Each year, Perkins&Will studios across the globe compete to identify and celebrate the best in technical design. The Transcendent Detail Competition challenges project teams firmwide to put forth their most technically compelling built work to be judged on four criteria: creativity, elegance, technical difficulty, and adherence to design intent. The 2023 champion, the York University School of Continuing Studies, a project we were awarded through an international design competition, achieved excellence across all criteria. A highly integrated set of design principles, building envelope, structure, and interior design work together to deliver a simple, elegant, and striking new home for the School of Continuing Studies.
York University’s School of Continuing Studies was dispersed across a series of temporary accommodations—a critical shortcoming for the School’s students and faculty. In response, the University articulated the need for a dedicated building to assert the School’s identity and culture, define a campus gateway, and meet ambitious sustainability targets.

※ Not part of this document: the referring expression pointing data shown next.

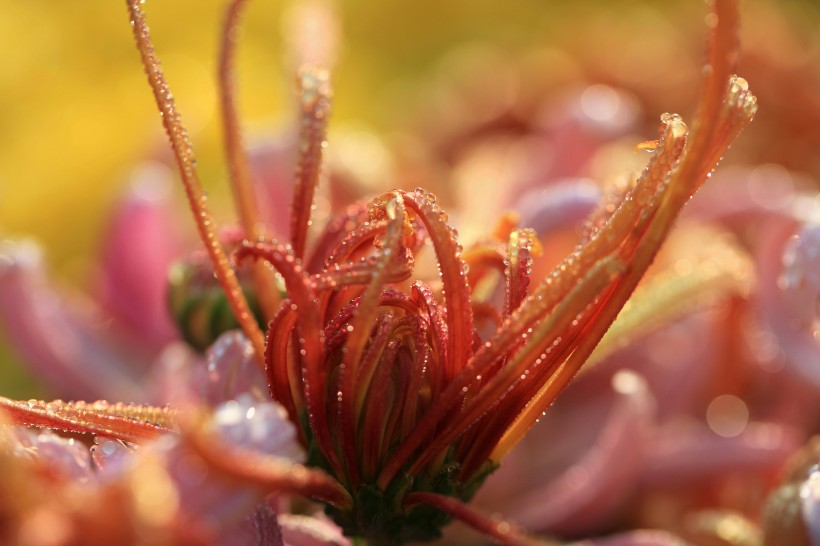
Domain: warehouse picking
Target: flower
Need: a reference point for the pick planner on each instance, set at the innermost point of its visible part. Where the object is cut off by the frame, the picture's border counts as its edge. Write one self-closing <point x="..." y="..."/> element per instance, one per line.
<point x="445" y="398"/>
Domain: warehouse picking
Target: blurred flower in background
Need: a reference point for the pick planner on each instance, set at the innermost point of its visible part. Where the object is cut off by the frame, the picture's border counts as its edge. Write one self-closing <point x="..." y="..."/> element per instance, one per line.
<point x="536" y="110"/>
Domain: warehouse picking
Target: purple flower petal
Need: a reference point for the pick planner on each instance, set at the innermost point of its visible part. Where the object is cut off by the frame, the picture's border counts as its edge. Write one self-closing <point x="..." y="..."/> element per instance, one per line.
<point x="586" y="494"/>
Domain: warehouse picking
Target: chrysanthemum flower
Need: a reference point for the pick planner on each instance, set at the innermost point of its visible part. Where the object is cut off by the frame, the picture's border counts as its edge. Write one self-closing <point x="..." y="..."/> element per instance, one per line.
<point x="406" y="392"/>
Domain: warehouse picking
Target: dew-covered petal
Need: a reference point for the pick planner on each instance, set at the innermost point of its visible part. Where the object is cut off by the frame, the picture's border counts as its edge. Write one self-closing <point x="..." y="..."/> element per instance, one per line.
<point x="67" y="456"/>
<point x="563" y="204"/>
<point x="231" y="370"/>
<point x="111" y="457"/>
<point x="69" y="344"/>
<point x="250" y="424"/>
<point x="207" y="494"/>
<point x="788" y="294"/>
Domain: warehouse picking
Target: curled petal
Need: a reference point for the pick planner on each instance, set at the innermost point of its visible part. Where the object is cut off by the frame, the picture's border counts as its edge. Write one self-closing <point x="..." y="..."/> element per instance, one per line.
<point x="130" y="423"/>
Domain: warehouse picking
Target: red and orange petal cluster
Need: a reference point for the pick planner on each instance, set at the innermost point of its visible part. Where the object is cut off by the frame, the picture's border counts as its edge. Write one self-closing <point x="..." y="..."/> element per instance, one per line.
<point x="407" y="393"/>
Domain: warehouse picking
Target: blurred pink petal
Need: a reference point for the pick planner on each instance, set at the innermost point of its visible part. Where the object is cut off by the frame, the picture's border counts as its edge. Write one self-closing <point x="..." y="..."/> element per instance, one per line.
<point x="299" y="530"/>
<point x="779" y="309"/>
<point x="810" y="496"/>
<point x="561" y="205"/>
<point x="588" y="493"/>
<point x="273" y="164"/>
<point x="687" y="452"/>
<point x="142" y="241"/>
<point x="68" y="343"/>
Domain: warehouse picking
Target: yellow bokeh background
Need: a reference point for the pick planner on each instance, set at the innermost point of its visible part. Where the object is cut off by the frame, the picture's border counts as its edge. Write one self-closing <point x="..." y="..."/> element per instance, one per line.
<point x="76" y="113"/>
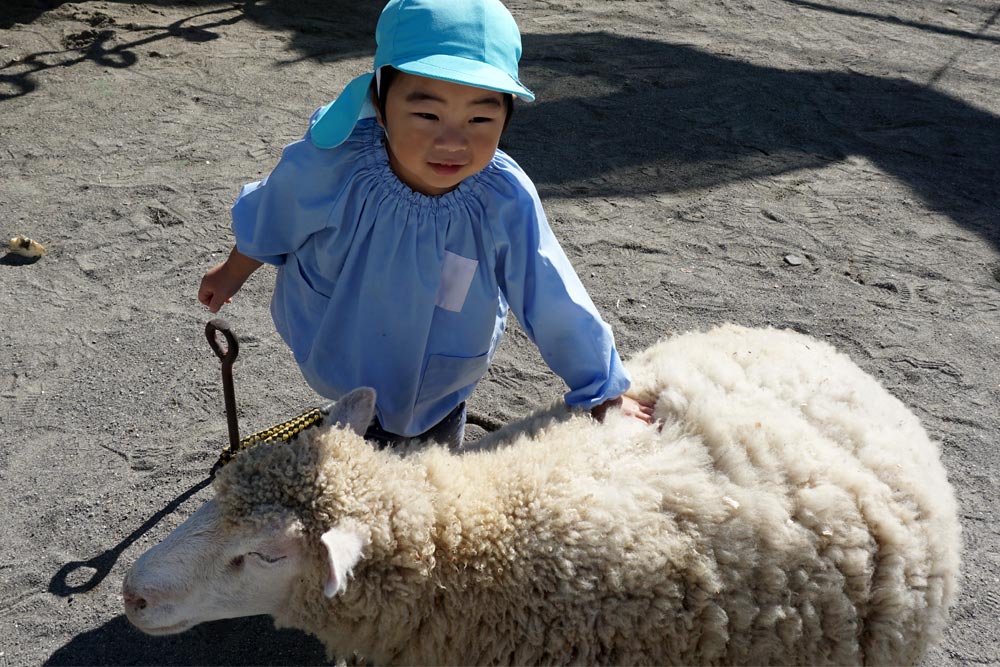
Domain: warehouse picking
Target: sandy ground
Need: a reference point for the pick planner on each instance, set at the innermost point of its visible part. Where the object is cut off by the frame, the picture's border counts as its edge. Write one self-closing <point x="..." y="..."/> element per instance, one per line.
<point x="825" y="165"/>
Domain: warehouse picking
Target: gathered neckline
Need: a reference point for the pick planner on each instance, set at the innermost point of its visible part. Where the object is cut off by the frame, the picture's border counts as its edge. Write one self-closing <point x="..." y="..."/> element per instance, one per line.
<point x="377" y="157"/>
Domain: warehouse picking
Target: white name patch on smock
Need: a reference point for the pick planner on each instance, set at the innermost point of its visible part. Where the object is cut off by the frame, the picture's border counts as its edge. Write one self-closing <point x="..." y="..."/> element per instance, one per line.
<point x="457" y="273"/>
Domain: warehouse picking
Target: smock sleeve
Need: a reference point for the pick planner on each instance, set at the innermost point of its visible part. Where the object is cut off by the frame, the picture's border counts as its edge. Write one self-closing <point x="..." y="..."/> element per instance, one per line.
<point x="552" y="304"/>
<point x="273" y="217"/>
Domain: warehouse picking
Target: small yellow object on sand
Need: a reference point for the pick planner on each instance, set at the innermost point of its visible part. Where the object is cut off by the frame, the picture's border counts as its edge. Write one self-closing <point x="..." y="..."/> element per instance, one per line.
<point x="22" y="245"/>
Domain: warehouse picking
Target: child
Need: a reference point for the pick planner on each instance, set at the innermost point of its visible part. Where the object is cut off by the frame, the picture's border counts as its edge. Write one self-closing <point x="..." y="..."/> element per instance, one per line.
<point x="402" y="240"/>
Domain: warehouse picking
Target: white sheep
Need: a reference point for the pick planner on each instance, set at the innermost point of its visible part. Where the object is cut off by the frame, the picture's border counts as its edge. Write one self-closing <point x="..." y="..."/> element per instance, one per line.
<point x="788" y="511"/>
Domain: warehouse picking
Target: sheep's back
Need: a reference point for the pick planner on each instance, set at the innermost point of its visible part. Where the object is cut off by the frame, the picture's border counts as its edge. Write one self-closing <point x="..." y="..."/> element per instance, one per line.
<point x="823" y="503"/>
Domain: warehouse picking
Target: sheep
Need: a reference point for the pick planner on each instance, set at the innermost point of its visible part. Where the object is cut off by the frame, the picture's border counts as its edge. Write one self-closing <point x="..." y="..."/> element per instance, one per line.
<point x="785" y="510"/>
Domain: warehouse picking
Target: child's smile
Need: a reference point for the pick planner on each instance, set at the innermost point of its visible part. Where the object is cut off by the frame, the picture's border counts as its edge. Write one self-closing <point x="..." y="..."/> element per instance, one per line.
<point x="439" y="133"/>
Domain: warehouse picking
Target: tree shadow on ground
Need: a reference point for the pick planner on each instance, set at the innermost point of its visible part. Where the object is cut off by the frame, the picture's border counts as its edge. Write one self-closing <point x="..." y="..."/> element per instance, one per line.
<point x="243" y="641"/>
<point x="672" y="117"/>
<point x="667" y="117"/>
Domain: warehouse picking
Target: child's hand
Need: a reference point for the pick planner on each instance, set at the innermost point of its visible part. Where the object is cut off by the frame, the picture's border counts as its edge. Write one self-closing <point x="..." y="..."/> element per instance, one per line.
<point x="640" y="410"/>
<point x="221" y="282"/>
<point x="217" y="288"/>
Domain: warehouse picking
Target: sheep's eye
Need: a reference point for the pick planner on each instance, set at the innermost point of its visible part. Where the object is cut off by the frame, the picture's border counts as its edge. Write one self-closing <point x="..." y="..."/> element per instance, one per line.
<point x="266" y="558"/>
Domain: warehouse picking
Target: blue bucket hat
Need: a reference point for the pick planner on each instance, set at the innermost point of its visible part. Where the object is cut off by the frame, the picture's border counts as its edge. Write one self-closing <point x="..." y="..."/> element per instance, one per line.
<point x="472" y="42"/>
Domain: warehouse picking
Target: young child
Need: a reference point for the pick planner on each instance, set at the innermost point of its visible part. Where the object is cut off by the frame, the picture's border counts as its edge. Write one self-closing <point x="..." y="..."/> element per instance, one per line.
<point x="403" y="240"/>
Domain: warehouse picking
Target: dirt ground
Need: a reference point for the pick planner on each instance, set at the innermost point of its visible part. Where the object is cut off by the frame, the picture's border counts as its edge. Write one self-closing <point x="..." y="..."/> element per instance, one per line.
<point x="824" y="165"/>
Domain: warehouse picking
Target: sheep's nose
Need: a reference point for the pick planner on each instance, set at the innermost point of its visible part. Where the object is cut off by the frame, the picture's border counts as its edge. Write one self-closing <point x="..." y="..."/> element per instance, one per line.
<point x="133" y="601"/>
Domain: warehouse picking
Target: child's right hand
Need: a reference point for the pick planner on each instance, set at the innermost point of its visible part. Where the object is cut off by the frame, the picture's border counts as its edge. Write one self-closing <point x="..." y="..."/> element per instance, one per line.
<point x="217" y="287"/>
<point x="221" y="282"/>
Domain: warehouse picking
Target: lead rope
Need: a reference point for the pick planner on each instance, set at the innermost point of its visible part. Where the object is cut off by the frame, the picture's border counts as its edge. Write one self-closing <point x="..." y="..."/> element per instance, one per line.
<point x="284" y="431"/>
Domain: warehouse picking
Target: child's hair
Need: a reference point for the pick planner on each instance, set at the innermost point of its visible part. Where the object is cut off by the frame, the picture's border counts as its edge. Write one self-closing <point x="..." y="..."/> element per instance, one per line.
<point x="380" y="92"/>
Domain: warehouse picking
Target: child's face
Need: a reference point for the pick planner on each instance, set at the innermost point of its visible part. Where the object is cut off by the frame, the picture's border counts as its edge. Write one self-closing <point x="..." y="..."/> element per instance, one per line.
<point x="440" y="133"/>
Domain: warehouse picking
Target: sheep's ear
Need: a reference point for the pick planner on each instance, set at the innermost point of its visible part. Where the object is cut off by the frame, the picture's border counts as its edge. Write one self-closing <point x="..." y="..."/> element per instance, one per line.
<point x="343" y="551"/>
<point x="355" y="410"/>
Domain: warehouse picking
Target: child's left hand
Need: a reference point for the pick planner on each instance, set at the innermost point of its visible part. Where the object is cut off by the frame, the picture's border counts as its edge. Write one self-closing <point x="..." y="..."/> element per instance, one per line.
<point x="640" y="410"/>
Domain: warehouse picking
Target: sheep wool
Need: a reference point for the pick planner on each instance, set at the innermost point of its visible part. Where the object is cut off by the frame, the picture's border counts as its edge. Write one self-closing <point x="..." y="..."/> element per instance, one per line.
<point x="788" y="511"/>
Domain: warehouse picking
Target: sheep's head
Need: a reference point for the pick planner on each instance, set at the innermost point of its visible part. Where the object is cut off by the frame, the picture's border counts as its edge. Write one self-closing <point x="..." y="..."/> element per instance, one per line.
<point x="242" y="552"/>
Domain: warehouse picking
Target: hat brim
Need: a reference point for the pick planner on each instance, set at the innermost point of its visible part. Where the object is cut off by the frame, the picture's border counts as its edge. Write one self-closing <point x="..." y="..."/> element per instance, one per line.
<point x="466" y="72"/>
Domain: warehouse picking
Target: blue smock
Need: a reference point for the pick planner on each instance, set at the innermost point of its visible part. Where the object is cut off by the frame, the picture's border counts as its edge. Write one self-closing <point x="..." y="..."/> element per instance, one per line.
<point x="384" y="287"/>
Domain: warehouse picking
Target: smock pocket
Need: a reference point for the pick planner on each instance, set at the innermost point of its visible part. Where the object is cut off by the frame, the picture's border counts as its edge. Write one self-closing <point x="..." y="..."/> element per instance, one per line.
<point x="445" y="375"/>
<point x="457" y="273"/>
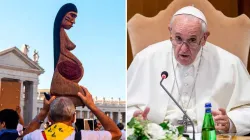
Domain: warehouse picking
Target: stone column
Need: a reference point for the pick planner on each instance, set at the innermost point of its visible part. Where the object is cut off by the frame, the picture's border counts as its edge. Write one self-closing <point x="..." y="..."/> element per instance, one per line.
<point x="21" y="104"/>
<point x="34" y="98"/>
<point x="30" y="100"/>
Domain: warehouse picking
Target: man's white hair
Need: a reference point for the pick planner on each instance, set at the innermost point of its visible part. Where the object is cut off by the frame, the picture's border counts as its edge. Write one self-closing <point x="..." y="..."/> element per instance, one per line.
<point x="62" y="109"/>
<point x="203" y="24"/>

Targeting LEED Gold certification, the project prioritizes energy efficiencies and occupant comfort while exploring the potential for net zero energy and carbon. In response to these goals, the building’s dynamic form is generated through a simple geometric logic, with rectangular floor plates rotated around a common centroid. The rotation of the overall form introduces a two-way curve into the north and south facades. As the building rotates about its centroid, a triangulated panel pattern takes advantage of regular and biaxial symmetry to create zones of repeat panel shapes. Budgetary premiums were balanced by deploying a rigorous geometry of repeated, off-the-shelf components, transforming them into something exceptional and unexpected.